Dealing with a production incident after midnight
When then-junior software engineer Dominic Fraser spotted a late-night Slack message about a serious problem with Skyscanner’s Flight Search Results page, he was drawn into an investigation which stress-tested — and ultimately showcased — company culture
Skyscanner maintains 24/7 support for many of its services, and, while some of this is covered by having international offices, it is common for engineers to be on call during the night.
This post walks through the first out-of-hours production incident I was involved in as a junior software engineer. The responsibility was not new, but taking on complex problem-solving during the night was!
It will cover some specifics of the incident and, by describing the event sequentially, show how Skyscanner’s culture of autonomy and ownership, regardless of level, are critical for ensuring our travellers receive the experience they deserve from Skyscanner.
On a recent Wednesday evening at 21:22 UTC, Skyscanner’s Flight Search Results page showed a sustained increase in HTTP 500 error responses. In the early hours of the following morning, 9% of our Flight Search traffic was being served a 500 response.
Time to detection: ~2 minutes
The ‘GAP’ (Global Availability and Performance) squad received an automated Victor Ops page at 21:22 UTC relating to site availability alerting their on call engineer to an issue, which they acknowledged within 2 minutes and got online to start investigating.
Investigations get underway
Upon seeing this was an ongoing issue the above message was posted (at 21:44 UTC) in a public support channel. This created visibility and signalled that an investigation was underway while providing a central point of communication/focus for any other engineer receiving alerts or seeing problems that might have been related.

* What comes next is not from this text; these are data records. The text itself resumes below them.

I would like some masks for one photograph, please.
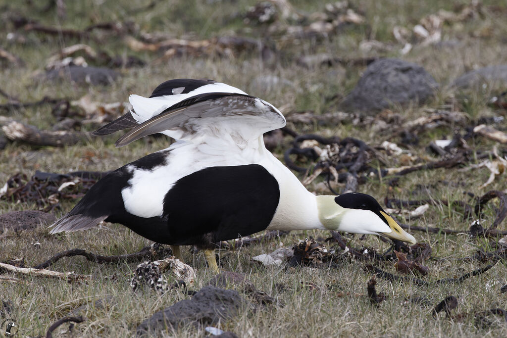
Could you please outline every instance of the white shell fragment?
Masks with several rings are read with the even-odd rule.
[[[278,267],[285,261],[285,258],[292,257],[294,252],[287,248],[280,248],[271,253],[263,253],[252,258],[252,259],[261,262],[265,267],[275,266]]]

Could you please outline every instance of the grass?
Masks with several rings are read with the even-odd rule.
[[[495,5],[494,1],[483,2],[485,7]],[[182,35],[195,39],[205,39],[239,34],[259,37],[260,31],[256,27],[246,27],[238,14],[244,13],[252,2],[228,0],[215,2],[175,1],[157,2],[155,7],[146,11],[135,10],[145,5],[141,1],[66,2],[67,17],[58,19],[54,11],[40,13],[35,10],[42,5],[33,2],[0,4],[3,18],[10,13],[17,13],[41,23],[61,25],[69,28],[82,29],[94,23],[118,20],[132,20],[145,31],[162,31],[174,37]],[[396,51],[403,46],[396,46],[393,51],[373,51],[366,55],[358,50],[359,43],[364,40],[375,39],[385,43],[395,44],[392,28],[396,25],[410,29],[425,15],[436,13],[439,9],[452,10],[455,5],[432,0],[427,2],[375,2],[361,0],[354,3],[355,8],[364,13],[366,23],[351,25],[337,35],[322,41],[302,40],[299,44],[286,46],[285,55],[306,55],[327,52],[340,57],[384,56],[401,57]],[[190,4],[190,5],[189,5]],[[325,2],[295,1],[295,8],[305,13],[323,10]],[[35,8],[37,7],[37,8]],[[191,10],[189,10],[191,8]],[[505,7],[504,12],[505,11]],[[415,119],[427,114],[425,108],[441,107],[452,100],[457,108],[464,111],[473,119],[480,117],[505,116],[504,111],[493,109],[487,105],[491,94],[501,88],[487,88],[479,91],[456,92],[447,88],[459,75],[471,69],[489,64],[507,64],[507,45],[504,36],[507,25],[500,13],[488,12],[484,17],[446,26],[443,36],[445,40],[459,42],[452,47],[415,46],[404,59],[424,66],[437,82],[444,85],[434,99],[424,104],[409,107],[395,106],[394,112],[401,115],[405,121]],[[8,20],[0,20],[1,35],[14,30]],[[492,27],[488,30],[487,27]],[[248,28],[248,29],[247,29]],[[489,35],[476,37],[478,31]],[[265,64],[256,57],[240,55],[235,59],[218,58],[173,58],[161,64],[151,62],[159,55],[146,52],[130,51],[114,38],[105,43],[93,40],[80,41],[51,37],[34,32],[19,32],[25,35],[24,44],[6,42],[8,50],[22,57],[24,67],[6,66],[2,68],[0,88],[16,95],[23,101],[34,101],[45,96],[67,97],[79,99],[90,95],[98,101],[113,102],[126,101],[131,93],[149,95],[158,84],[169,79],[177,78],[207,78],[230,84],[247,92],[258,96],[275,106],[284,107],[284,112],[311,109],[317,113],[336,110],[336,101],[330,99],[335,95],[343,97],[350,91],[358,80],[364,68],[337,66],[334,68],[304,68],[294,62],[284,61],[274,65]],[[103,48],[112,54],[135,55],[148,62],[144,67],[121,70],[121,79],[108,87],[88,87],[67,83],[45,82],[33,80],[33,72],[43,69],[46,60],[59,49],[83,43],[94,48]],[[289,81],[292,85],[269,90],[256,85],[255,81],[265,74],[274,75]],[[0,97],[0,103],[5,103]],[[49,129],[56,122],[51,108],[41,106],[34,108],[20,109],[11,111],[8,116],[42,129]],[[84,126],[91,130],[96,126]],[[390,135],[375,132],[373,126],[358,127],[353,124],[327,126],[295,125],[292,128],[301,133],[316,132],[325,136],[347,136],[361,139],[372,145],[379,145]],[[505,129],[505,122],[499,126]],[[462,131],[461,131],[462,132]],[[419,135],[420,145],[410,150],[413,154],[423,157],[429,155],[424,145],[435,138],[450,137],[452,128],[444,127],[429,130]],[[5,182],[13,174],[21,172],[29,176],[36,170],[65,173],[75,170],[105,171],[118,168],[125,163],[167,146],[167,141],[157,139],[151,142],[138,141],[128,147],[115,148],[114,137],[94,139],[89,142],[63,148],[36,147],[19,142],[9,144],[0,153],[0,182]],[[289,146],[287,137],[280,148],[280,153]],[[399,139],[391,140],[399,142]],[[494,143],[483,138],[469,142],[475,149],[491,149]],[[90,156],[90,154],[91,156]],[[393,159],[393,164],[395,162]],[[360,192],[368,193],[380,201],[387,196],[400,199],[431,197],[453,200],[465,199],[462,192],[468,191],[481,195],[489,189],[504,190],[504,177],[499,177],[486,189],[478,186],[486,181],[489,175],[485,168],[470,171],[457,169],[438,169],[414,173],[403,178],[399,186],[390,190],[388,178],[381,181],[372,178],[359,187]],[[446,184],[443,181],[448,182]],[[422,188],[422,189],[421,189]],[[317,189],[311,185],[310,190]],[[68,211],[76,201],[62,201],[62,209],[57,216]],[[491,203],[492,206],[493,203]],[[0,212],[27,210],[32,205],[17,204],[0,200]],[[493,206],[487,209],[485,220],[490,224],[495,214]],[[412,232],[418,241],[426,242],[432,249],[433,257],[444,258],[430,260],[426,265],[430,270],[425,278],[428,281],[461,275],[482,266],[478,262],[465,262],[460,257],[473,254],[476,250],[492,250],[486,241],[468,237],[466,232],[468,221],[464,221],[462,210],[444,205],[431,206],[421,218],[404,219],[405,223],[414,226],[431,226],[463,231],[457,236]],[[504,229],[504,222],[500,224]],[[465,317],[461,321],[438,319],[431,316],[431,306],[421,306],[407,302],[411,296],[425,296],[434,305],[448,295],[458,298],[457,312],[473,312],[493,308],[507,307],[507,294],[500,294],[500,287],[507,284],[507,269],[504,261],[500,261],[486,273],[473,277],[463,283],[438,286],[420,287],[409,283],[390,282],[378,279],[377,289],[385,293],[387,299],[378,308],[372,306],[366,296],[341,296],[341,293],[366,294],[367,281],[371,278],[363,271],[359,262],[345,259],[338,269],[318,270],[304,268],[265,268],[250,260],[262,253],[271,252],[280,245],[291,247],[299,239],[313,237],[322,239],[328,234],[318,231],[294,232],[261,245],[241,249],[237,251],[220,252],[224,268],[228,271],[245,274],[259,289],[283,302],[284,307],[268,307],[262,311],[245,311],[234,319],[221,323],[223,329],[230,330],[241,336],[504,336],[507,335],[505,323],[495,320],[488,327],[477,326],[473,317]],[[358,236],[349,237],[351,245],[371,246],[379,251],[388,246],[373,236],[359,241]],[[40,247],[32,243],[39,242]],[[69,234],[49,235],[46,229],[40,228],[33,231],[19,234],[6,232],[0,235],[0,260],[24,257],[28,266],[43,261],[53,254],[71,248],[79,248],[102,255],[122,254],[137,251],[150,244],[147,240],[117,224]],[[198,290],[212,277],[205,268],[202,254],[183,252],[187,262],[197,269],[197,278],[194,288]],[[14,303],[14,312],[10,316],[19,324],[20,335],[44,334],[50,324],[66,315],[73,310],[85,306],[83,313],[86,321],[77,324],[74,335],[80,336],[121,336],[134,334],[136,327],[153,313],[174,303],[185,299],[181,290],[174,290],[163,295],[150,290],[140,290],[132,293],[128,282],[136,264],[122,263],[98,265],[81,257],[64,258],[51,267],[59,271],[74,271],[93,275],[95,281],[85,283],[68,284],[61,281],[22,277],[23,284],[0,283],[0,295]],[[384,268],[394,272],[393,267]],[[115,280],[106,277],[116,275]],[[171,278],[170,276],[168,278]],[[310,290],[303,286],[312,282],[319,287]],[[277,291],[276,283],[285,286],[286,290]],[[104,300],[103,306],[95,305]],[[2,319],[2,318],[0,318]],[[65,326],[61,327],[63,330]],[[177,332],[167,335],[177,336],[202,336],[185,327]]]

This was seen by an engineer with the Flight Search Squad (FSS) that owns the Flights Search Results page, who had also received an alert relating to 500 responses for the service and was investigating, and myself, part of a core web infrastructure squad.
Below is a simplified request flow that shows some elements that will be referenced later. The key point right now, however, is the ‘readiness’ endpoint of the Dockerized Flights Search Results Express application. This is used to determine if Request Handler should send a request to an instance in a specific AWS region or failover to another region.
FSS had been alerted to the ‘readiness’ health check endpoint in two AWS regions showing increased failure rates for the Flights Search Results service, with traffic automatically failing over to secondary regions.
Initial investigations validated that the HTTP 500s were all from this single service. This was important to establish as early as possible and it helped us narrow down possible root causes and know if other engineers needed to be paged.
At this point, our Flight Search Squad was also aware of problems occuring in their AWS Redis ElastiCache; its number of current connections dropped and extreme fluctuations were clearly observed.
When drilling down into lower-level metrics now there was more direction, and it was seen that the Travel API (depended upon for geo-data) was returning non-2xx responses.
At this point this information was all being posted in the Slack thread, giving full visibility in real time.
Seeing that the Travel API limits were indeed being reached I noted this in the ongoing thread at ~22:00 UTC. It also seemed to me that manually failing over more traffic to secondary regions was inadvisable, as rate limits would then be exceeded in that region if no other changes were made.
This brings us to the first non-process, non-technical, point that stands out to me: I felt safe to contribute.
By joining the dialogue I was certainly opening myself up to future questions I might not be able to answer, but I knew that the engineers involved exemplified Skyscanner’s blame-free and inclusive culture, and so I felt psychologically safe enough to get involved.
Priority 1 status assigned
As it was evident that there were several layers to be investigated a video call was started at 22:15 UTC.
In that call, the incident was classified as a P1 (Priority 1) because the impact of sustained HTTP 500 errors was adversely affecting more than 1% of Skyscanner’s users. This prioritisation was important because all P1 incidents at Skyscanner require 24h support from engineering teams regardless of where they are located in the world, i.e. more people might need to get out of bed.
Mitigating the incident
We initiated multiple threads of investigation with the aim of either discovering and fixing the root cause, or at a minimum mitigating the ongoing issue. Independently each of the three engineers was walking through different logs and dashboards, while screen-sharing as appropriate. The Travel API’s on-call engineer was paged and asked if their rate limit could be increased.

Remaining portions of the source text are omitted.